Sounds fair enough, right?

Here’s how it works.

Someone goes out and gets a job at Tim Horton’s. They work four hours a week at ten and a quarter an hour. This results in $164.00 per month in earnings. They have already received a hundred bucks in cash from ODSP. So the government, in their great wisdom, would claw back fifty cents on the dollar for every dollar over $200.00 in any monthly reporting period. They worked sixteen hours to receive $232.00 in benefit from their effort, in other words, money.

If I want to claim a business expense, I have to spend money—it’s not money rolling in, it is money going out. I have to earn the money before I can do that. Money spent on business expenses is money that I cannot use to buy food, shelter and clothing. This is just one obvious disincentive for anyone on ODSP to try and possibly succeed at anything, ladies and gentlemen.

Interestingly enough, I earned $208.00 in December, the result of accrued earnings paid out at the end of a quarterly or yearly period…try explaining that to the ODSP. I was previously reporting sales as they were reported to me. The ODSP social worker asked me to report only cheques received and deposits made—which essentially fucked me, didn’t it? Yet it all seems so reasonable, so logical, that the typical ‘normal’ citizen could not help but agree that it was ‘fair.’

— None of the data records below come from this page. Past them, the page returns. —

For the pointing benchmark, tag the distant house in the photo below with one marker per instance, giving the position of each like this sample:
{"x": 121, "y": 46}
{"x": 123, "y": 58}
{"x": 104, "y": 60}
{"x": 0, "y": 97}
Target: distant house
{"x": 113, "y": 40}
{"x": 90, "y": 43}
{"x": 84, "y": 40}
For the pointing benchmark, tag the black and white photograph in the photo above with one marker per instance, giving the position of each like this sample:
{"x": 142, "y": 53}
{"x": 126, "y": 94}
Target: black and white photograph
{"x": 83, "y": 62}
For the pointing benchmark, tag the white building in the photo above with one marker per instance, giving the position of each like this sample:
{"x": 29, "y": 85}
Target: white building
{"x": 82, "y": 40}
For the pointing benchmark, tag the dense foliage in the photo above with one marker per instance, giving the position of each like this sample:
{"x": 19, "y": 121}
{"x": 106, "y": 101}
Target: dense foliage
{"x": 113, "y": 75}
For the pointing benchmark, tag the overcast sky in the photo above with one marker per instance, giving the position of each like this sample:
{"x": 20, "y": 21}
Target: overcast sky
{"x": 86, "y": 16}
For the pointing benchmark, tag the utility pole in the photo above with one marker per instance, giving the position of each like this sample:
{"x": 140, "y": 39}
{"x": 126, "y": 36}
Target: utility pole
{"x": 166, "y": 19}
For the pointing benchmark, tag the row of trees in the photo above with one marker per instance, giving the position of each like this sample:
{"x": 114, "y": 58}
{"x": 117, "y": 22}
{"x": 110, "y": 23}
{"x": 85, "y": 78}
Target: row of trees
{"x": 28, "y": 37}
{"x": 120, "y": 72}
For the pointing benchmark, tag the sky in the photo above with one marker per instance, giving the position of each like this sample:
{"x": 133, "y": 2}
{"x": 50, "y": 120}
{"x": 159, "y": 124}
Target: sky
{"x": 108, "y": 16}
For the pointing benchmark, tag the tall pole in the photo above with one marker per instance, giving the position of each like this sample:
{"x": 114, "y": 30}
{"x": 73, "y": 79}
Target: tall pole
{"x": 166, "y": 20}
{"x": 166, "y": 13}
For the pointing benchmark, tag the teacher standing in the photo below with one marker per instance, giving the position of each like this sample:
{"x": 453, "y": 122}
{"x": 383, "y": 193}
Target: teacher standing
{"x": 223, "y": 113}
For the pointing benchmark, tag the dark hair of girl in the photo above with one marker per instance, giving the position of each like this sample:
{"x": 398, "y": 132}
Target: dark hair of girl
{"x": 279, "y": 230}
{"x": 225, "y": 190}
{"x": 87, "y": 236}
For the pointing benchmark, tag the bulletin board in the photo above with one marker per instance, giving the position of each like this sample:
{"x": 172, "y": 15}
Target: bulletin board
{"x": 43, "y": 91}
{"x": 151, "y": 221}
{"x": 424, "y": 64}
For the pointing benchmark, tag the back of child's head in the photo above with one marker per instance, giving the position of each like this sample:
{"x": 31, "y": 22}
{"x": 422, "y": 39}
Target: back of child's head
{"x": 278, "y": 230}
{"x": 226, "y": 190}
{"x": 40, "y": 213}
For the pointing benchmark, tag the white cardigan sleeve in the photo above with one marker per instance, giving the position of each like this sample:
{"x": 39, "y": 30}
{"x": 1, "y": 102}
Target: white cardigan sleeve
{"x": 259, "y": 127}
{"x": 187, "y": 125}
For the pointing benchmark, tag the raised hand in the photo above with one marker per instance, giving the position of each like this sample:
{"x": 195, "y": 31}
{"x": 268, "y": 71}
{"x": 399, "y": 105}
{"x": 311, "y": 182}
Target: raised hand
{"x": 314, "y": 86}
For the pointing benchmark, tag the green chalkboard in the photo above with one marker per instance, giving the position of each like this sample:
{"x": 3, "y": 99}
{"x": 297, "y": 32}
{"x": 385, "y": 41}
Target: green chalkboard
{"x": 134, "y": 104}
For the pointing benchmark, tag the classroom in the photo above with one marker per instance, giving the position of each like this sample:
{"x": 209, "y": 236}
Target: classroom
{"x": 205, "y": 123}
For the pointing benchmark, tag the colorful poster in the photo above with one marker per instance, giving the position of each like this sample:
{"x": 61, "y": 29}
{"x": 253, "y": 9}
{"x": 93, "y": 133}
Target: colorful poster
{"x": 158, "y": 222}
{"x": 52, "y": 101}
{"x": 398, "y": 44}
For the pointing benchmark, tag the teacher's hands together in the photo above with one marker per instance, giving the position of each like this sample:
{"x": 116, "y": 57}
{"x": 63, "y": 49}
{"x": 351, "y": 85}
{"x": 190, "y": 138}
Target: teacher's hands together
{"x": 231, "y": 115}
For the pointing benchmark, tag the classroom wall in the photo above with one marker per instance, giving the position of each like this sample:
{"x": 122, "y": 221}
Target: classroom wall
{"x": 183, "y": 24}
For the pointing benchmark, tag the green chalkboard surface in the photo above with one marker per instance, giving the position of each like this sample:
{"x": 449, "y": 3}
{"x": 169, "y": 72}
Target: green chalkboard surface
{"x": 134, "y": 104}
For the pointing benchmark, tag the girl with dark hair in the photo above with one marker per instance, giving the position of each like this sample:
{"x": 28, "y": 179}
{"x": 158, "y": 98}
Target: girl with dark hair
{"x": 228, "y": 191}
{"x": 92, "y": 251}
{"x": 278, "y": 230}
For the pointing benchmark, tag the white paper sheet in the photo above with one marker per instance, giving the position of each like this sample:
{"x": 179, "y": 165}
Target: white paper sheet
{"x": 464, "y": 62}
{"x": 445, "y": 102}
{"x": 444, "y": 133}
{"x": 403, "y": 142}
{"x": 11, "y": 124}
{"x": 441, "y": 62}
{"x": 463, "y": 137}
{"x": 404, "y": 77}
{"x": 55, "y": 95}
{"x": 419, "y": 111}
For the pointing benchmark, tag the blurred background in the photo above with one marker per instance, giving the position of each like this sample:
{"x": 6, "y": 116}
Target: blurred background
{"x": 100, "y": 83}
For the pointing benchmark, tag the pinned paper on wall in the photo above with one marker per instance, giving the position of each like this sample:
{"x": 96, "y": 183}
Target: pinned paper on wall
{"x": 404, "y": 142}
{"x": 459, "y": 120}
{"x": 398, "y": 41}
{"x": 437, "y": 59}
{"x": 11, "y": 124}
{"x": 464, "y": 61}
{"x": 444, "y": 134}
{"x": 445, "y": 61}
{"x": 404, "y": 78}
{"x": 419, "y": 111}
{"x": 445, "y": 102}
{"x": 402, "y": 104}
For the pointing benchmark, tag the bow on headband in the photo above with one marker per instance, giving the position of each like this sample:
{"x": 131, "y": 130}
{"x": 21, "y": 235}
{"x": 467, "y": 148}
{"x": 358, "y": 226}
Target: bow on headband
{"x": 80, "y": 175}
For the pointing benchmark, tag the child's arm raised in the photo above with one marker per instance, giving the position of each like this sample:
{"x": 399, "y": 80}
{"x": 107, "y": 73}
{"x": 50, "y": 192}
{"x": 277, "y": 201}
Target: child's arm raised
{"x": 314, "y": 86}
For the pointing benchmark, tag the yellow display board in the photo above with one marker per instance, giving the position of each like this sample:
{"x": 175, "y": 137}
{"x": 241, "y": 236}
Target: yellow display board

The expense can be claimed against income but only in the month when the expense was incurred. This is different from any other business operated by any other class of citizen in this country. Those other businesses have a twelve-month cycle. In this province, corporate income tax is a measly eleven percent. The ODSP has never denied clients the ‘right to work.’ And I work (allegedly) five or ten hours a day, sometimes more, to achieve whatever earnings I get. Last month I had a receipt for $29.00 in business expenses. This does me no good, as I already have the ‘automatic’ business deduction. I spent eight hundred (on my credit card) when I bought a computer in October. This was useless as a deduction as the earnings simply weren’t there in October.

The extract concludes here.